Conducted between February and May as part of a periodic survey of Cuban Americans dating back to 1991, the poll found that younger exiles who left Cuba more recently were more favorable to changing policy than those who came in the 1960s.
“The trends are clear,” Grenier said, noting that older exiles were dying while 20,000 new Cubans arrive in the United States every year under a migration accord with Cuba.
For example only 8 percent of younger Cuban Americans ages 18 to 29 support continuing the embargo, compared to 60 percent of those ages 65 and older, the poll showed.
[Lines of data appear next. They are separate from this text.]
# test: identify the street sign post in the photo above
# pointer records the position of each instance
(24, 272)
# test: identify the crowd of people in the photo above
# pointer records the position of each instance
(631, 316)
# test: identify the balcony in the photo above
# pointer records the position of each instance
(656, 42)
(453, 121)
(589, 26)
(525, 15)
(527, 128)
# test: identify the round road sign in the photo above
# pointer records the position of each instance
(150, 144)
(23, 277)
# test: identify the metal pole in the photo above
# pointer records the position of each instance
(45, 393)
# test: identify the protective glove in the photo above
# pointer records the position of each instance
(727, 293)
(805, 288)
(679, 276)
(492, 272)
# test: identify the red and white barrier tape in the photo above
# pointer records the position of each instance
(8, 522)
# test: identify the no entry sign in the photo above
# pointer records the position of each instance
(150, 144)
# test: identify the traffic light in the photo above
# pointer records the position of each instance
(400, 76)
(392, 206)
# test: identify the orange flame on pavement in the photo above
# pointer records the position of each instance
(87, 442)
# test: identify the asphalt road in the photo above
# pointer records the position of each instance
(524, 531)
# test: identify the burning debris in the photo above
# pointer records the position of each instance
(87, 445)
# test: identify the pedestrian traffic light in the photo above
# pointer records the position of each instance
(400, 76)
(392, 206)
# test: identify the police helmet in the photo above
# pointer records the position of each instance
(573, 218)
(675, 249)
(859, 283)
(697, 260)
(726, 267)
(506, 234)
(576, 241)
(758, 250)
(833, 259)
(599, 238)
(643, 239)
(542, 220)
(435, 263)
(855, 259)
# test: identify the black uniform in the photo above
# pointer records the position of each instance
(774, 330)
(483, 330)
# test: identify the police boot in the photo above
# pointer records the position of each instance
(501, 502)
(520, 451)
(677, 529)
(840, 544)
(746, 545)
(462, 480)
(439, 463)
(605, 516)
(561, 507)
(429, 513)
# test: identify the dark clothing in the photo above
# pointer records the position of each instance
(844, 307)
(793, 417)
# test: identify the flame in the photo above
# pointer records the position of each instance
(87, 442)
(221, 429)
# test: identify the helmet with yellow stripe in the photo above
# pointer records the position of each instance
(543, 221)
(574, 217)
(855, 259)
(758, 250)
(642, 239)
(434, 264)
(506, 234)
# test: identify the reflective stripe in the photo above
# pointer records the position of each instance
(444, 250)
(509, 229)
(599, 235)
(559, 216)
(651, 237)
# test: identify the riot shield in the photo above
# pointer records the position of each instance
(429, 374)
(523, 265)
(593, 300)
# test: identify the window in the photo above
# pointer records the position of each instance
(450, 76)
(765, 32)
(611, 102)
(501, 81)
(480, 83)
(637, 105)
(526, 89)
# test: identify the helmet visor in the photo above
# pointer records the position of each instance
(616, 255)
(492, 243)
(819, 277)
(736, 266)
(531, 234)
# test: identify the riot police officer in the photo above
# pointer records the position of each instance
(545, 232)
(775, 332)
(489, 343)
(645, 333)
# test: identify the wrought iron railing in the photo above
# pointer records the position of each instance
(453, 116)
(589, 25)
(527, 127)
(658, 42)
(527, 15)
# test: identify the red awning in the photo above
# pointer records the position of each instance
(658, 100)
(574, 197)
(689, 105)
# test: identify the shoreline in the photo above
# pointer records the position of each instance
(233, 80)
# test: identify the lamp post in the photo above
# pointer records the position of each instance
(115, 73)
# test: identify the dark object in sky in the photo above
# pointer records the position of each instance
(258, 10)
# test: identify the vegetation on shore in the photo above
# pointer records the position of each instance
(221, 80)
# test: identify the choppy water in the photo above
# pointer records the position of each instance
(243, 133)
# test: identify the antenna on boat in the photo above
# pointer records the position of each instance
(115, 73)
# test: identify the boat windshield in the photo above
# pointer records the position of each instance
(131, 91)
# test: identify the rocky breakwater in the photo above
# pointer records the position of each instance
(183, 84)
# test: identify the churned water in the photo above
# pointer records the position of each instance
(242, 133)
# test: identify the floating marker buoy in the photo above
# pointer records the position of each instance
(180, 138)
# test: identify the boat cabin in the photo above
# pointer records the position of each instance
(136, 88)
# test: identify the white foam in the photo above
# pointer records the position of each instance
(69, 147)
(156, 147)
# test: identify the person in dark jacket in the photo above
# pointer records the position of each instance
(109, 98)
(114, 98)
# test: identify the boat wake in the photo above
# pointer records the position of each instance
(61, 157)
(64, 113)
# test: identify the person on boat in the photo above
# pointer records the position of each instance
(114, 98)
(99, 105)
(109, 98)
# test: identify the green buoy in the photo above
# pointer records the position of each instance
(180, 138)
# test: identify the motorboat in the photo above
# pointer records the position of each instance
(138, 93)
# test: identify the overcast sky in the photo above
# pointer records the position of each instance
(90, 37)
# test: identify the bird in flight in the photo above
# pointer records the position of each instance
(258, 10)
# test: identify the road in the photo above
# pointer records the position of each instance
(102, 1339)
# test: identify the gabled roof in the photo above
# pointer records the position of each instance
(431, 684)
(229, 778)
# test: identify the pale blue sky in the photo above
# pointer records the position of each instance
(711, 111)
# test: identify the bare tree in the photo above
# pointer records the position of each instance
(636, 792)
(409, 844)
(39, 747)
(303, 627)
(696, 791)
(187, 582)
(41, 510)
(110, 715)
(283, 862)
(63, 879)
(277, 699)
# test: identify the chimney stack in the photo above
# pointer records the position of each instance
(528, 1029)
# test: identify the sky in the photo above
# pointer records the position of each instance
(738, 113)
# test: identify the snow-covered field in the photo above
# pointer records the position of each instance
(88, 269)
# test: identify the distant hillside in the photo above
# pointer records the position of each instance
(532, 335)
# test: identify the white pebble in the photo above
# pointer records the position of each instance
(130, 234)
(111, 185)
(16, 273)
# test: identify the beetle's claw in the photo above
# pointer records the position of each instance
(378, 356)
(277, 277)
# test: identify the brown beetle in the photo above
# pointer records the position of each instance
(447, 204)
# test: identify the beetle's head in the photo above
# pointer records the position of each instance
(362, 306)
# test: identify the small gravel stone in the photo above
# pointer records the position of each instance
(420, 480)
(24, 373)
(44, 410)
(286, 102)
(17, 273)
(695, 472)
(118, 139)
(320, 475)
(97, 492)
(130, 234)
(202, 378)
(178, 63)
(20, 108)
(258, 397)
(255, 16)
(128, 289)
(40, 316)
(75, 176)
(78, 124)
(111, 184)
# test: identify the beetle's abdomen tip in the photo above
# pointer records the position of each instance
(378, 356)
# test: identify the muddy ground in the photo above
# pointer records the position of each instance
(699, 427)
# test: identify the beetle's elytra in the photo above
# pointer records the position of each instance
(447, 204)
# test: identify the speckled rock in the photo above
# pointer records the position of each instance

In 1991, 87 percent of those surveyed backed the embargo compared to 48 percent now.
Still, the latest figures found that a majority of Cuban Americans - 63 percent - support keeping Cuba on the United States' annual list of state sponsors of terrorism, along with Iran, Syria and Sudan.
Asked if they would vote for a candidate who advocated replacing the embargo with support for private businesses in Cuba, 57 percent of registered voters said yes.
A larger majority - 81 percent - of registered voters said they would support a candidate who advocated replacing the embargo with a policy that increased pressure on the Cuban government over human rights.